NHS hospitals are spending “extraordinary” amounts of public money on temporary staff, health experts have said, after an investigation revealed that rates of almost £150 per hour were paid for locum nurses to work over the May bank holiday.

Hospital bosses have come under fire for the large sums spent on locum staff, after it emerged earlier this year that £2bn had gone to staffing agencies since 2010/11. There are concerns that agency staff who are not familiar with the hospital ward they are working no can put patient care at risk.

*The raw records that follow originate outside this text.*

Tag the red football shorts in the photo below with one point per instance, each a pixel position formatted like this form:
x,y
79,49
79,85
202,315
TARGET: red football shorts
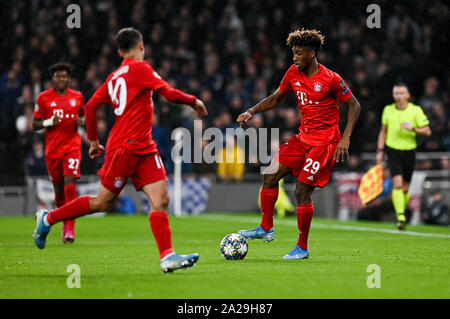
x,y
310,164
121,163
69,165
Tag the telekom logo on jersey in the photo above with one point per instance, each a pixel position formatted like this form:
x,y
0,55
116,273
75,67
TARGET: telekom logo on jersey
x,y
120,101
303,99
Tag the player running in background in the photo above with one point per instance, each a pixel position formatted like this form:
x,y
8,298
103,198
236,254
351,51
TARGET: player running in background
x,y
311,153
401,122
60,110
130,149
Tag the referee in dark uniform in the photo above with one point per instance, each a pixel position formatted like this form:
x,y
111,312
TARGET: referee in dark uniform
x,y
401,122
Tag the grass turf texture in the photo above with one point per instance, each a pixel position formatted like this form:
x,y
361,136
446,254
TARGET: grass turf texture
x,y
119,259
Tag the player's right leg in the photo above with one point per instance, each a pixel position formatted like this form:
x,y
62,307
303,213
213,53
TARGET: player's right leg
x,y
268,195
398,201
79,207
159,222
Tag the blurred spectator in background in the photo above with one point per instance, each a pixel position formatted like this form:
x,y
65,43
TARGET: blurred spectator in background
x,y
380,208
231,164
436,210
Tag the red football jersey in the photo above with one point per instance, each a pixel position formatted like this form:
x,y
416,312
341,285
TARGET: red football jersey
x,y
129,90
63,137
318,102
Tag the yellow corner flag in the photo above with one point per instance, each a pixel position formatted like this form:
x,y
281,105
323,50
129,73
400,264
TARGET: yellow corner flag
x,y
371,184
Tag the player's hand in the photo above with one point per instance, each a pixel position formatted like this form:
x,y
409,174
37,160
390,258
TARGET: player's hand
x,y
80,120
56,119
244,118
342,150
96,150
200,108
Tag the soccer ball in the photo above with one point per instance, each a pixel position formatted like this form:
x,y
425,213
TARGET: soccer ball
x,y
234,246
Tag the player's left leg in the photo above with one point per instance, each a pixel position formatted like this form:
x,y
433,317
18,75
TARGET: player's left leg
x,y
70,193
150,176
398,201
79,207
71,171
159,223
315,171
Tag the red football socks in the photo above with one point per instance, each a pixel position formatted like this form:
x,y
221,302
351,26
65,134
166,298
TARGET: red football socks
x,y
269,197
70,192
159,223
59,199
71,210
304,218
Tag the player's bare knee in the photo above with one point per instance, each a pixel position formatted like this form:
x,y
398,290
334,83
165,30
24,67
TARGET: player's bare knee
x,y
270,181
162,203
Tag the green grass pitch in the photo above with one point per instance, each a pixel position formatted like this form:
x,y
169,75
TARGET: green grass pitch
x,y
118,258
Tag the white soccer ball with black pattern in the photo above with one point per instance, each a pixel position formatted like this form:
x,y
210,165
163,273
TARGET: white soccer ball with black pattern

New figures uncovered by a Sky News investigation have revealed the extent of spending at a local level, with one locum agency paid £1,800 by University Hospitals Bristol to provide a nurse for the day - almost equivalent to an average nurse’s monthly salary. University Hospitals of Morecambe Bay, meanwhile, paid £2,500 for a locum doctor to work one day.

At Heart of England NHS Trust in the West Midlands, half the doctors working on 5 May were locums, while at Shrewsbury and Telford Hospitals, almost one third of the nurses on wards that day worked for external agencies, according to figures released following Freedom of Information requests.

Dr Peter Carter, chief executive of the Royal College of Nursing, said that the figures were “truly shocking”.

“Many [of the nurses] will never have been to that ward before and will probably never be there again,” he told Sky News. “Agency nurses do not provide good value for money. The employers who use these extraordinary levels should be held to account for it. This is public money that is not being well spent. This is something that should be looked at with the utmost urgency.”

A Department of Health spokesperson said: “We now have 6,700 more doctors and 6,200 more nurses directly employed by NHS organisations than in 2010.

“The figures are not a full picture of staffing in the NHS, but we encourage all trusts to maintain a tight grip on their staff costs and we will hold poor performers to account.”